[Date Prev][Date Next][Thread Prev][Thread Next][Date Index][Thread Index]

Re: [HTCondor-users] Using cgroups to limit job memory



On 4/2/2015 9:30 AM, Roderick Johnstone wrote:
Todd

The HOWTO recipes are your friend.  From the HTCondor.org homepage look
for "HOWTO recipes"; the direct link is
   https://htcondor-wiki.cs.wisc.edu/index.cgi/wiki?p=HowToAdminRecipes

Thanks for the pointer, yes these are really useful.

Glad to hear it!


ok, I think I understand this, but it would be good to have
clarification on a one thing please:

1) Is MemoryUsage tracking the resident memory usage (ie excluding any
virtual memory) of the whole job process tree when cgroups is configured?


Yes.

And even if you do not configure/use cgroups, HTCondor attempts to make MemoryUsage mean the same thing. It does this by summing the resident set size for each process in the job process tree.

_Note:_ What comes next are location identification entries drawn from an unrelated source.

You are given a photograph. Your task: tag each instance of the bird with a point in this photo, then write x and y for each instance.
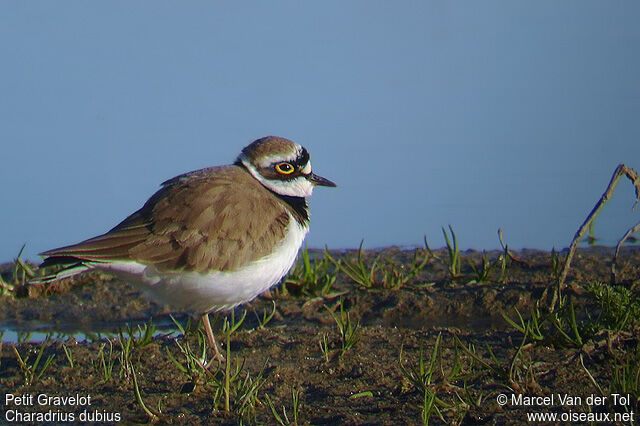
(211, 239)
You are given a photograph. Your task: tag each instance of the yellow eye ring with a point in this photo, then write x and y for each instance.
(285, 168)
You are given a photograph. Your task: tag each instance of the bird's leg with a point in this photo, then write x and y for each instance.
(212, 341)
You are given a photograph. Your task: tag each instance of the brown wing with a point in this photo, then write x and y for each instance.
(218, 218)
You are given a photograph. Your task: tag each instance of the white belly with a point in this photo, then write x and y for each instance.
(214, 290)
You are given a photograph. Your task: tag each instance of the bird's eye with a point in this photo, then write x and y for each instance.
(284, 168)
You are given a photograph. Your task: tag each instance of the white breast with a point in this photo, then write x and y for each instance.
(215, 290)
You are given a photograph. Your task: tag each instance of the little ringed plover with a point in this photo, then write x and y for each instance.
(210, 239)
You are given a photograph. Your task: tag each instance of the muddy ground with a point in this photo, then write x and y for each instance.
(479, 358)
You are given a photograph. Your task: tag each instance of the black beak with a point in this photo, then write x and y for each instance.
(319, 180)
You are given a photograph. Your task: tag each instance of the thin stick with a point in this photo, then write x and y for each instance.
(629, 232)
(212, 341)
(619, 171)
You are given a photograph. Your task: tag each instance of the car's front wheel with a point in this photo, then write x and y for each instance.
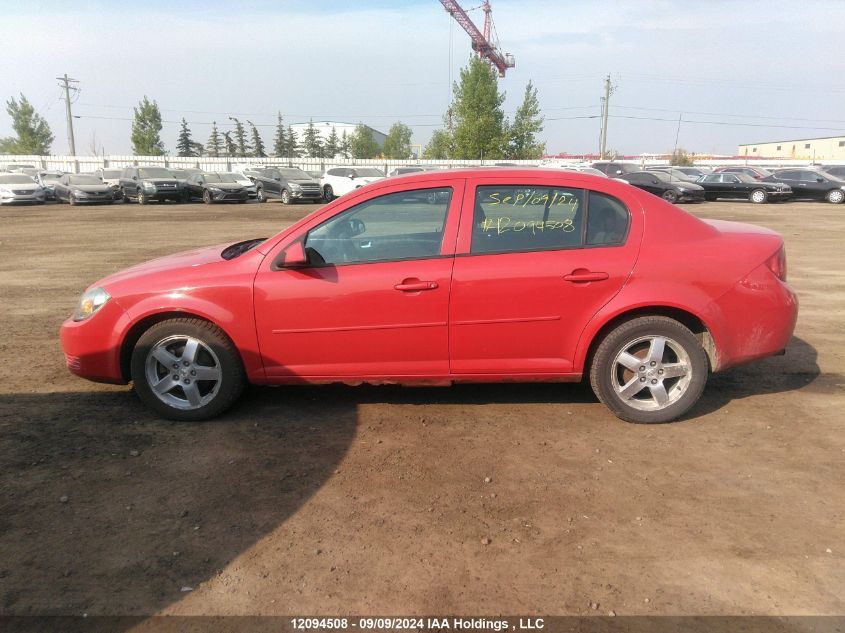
(649, 370)
(758, 196)
(187, 369)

This may end up overestimating the memory usage compared to what cgroups would report (imagine a job that has dozens of child processes that all load the same shared library), but it is a pretty reasonable approximation. Without cgroups, HTCondor tracks what processes are in a group via several different algorithms that can work very accurately in practice, especially if you give HTCondor a range of GIDs to use (see http://goo.gl/LVDSys).

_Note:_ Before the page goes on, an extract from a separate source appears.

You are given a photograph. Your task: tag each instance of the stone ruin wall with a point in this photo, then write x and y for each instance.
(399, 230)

If so, would something like the following, (based on examples from the
wiki page), in an environment with cgroups enabled, place a job on hold
when the job process tree allocates more resident memory than in the
request_memory submit file attribute?

# Allow jobs to not be limited by request_memory otherwise
# this policy can never be triggered
CGROUP_MEMORY_LIMIT_POLICY=none

# hold jobs that are more than 10% over requested memory
MEMORY_EXCEEDED = ((MemoryUsage*1.1 > request_memory) =!= TRUE)
PREEMPT = $(PREEMPT)) || $(MEMORY_EXCEEDED)
WANT_SUSPEND = False
WANT_HOLD = $(MEMORY_EXCEEDED)
WANT_HOLD_REASON = ifThenElse( $(MEMORY_EXCEEDED), \
       "Your job used more resident memory than it requested.", \
       undefined )


Without actually testing the above, off the top of my head the idea looks like it should work. Note that the above has a syntax error for the PREEMPT expression due to unmatched parenthesis - you probably wanted
  PREEMPT = ($(PREEMPT)) || $(MEMORY_EXCEEDED)
Also note that jobs will not be preempted until they exhaust their MaxJobRetirementTime, which is time HTCondor promises to let the job run without being preempted for any reason. So if you want to immediately hold jobs that exceed memory usage even if the jobs have specified a maxjobretirementtime and you are using HTCondor v8.2 or above, you will want to use the template at
 https://htcondor-wiki.cs.wisc.edu/index.cgi/wiki?p=HowToLimitCpuUsage
and just replace $(CPU_EXCEEDED) with $(MEMORY_EXCEEDED).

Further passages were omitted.